Spike Lee has consistently examined the topic of direct action, even violent action, when it comes to activism for racial injustice with his take on Malcolm X starring Denzel Washington. Decades later, Ava DuVernay would present an alternative but simpatico viewpoint with her Martin Luther King Jr biopic, Selma. Both of these films and indeed both these filmmakers have been diligently exploring this topic – protest, police brutality, systemic racism – for the entirety of their careers.
The main thing that has changed since Do the Right Thing is the level of public response. Everyone is listening now and everyone finally sees a message that black filmmakers have been trying to get across for 30 years.
What I love so much about Do the Right Thing is that Lee’s characters, all of them, are so complex – they are flawed, imperfect, impulsive, contradictory. There are no heroes and no villains. They are locked in a combative place much like American culture then and now.
For her part, Ava DuVernay has explored mass incarceration with with the documentary 13th, which probably does more to explain what brought us to this moment than any other film. She starts with slavery, and traces the line through the Jim Crow laws, the crime bill, to show how American society may have freed the slaves but then found insidious new ways to systematically oppress the black community for the next 100 years.
Most recently, she made the Netflix series When They See Us about the Central Park five who were falsely accused of raping a white woman. And the aftermath of the consequences for the young men who were railroaded. There is nothing happening on the news right now that isn’t explored in DuVernay’s or Lee’s films. What’s interesting is why it took so long for the broader American public to take it seriously enough to risk their own health during a pandemic to rise up and attempt real change.
There has never been an absence of brilliant people willing to take great risks to talk about police brutality, most notably filmmakers who have dared to warn us us of the powder keg that was about to explode. What hasn’t happened until now is enough people listening, understanding, and endeavoring to make meaningful change. Social media can a horrendous incident that might have previously been covered up into a starkly lit impetus that can be shared globally, which is why we now seen worldwide protests over the murder of George Floyd.
The question now becomes how can we create meaningful change to end the sickening cycle that keeps repeating so often for so long?

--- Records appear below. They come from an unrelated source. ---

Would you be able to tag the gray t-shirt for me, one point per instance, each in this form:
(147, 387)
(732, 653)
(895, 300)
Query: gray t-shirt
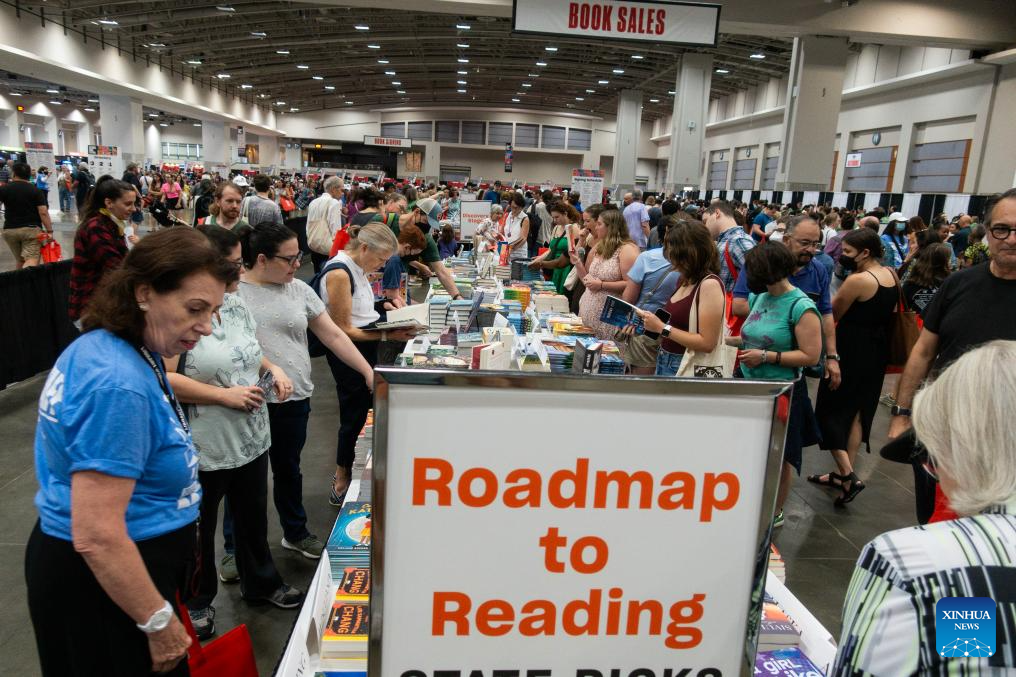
(231, 356)
(281, 312)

What will it take to change how people in positions of authority perceive black men and women on the streets of America so that they aren’t hunted down and murdered in cold blood. The answers have to be hammered out between leaders of both political parties, and thankfully we have courageous leaders in the black community to ensure effective solutions in good faith. But as we look for guidance to map the right pathways, a really good place to start is with Spike Lee and Ava DuVernay.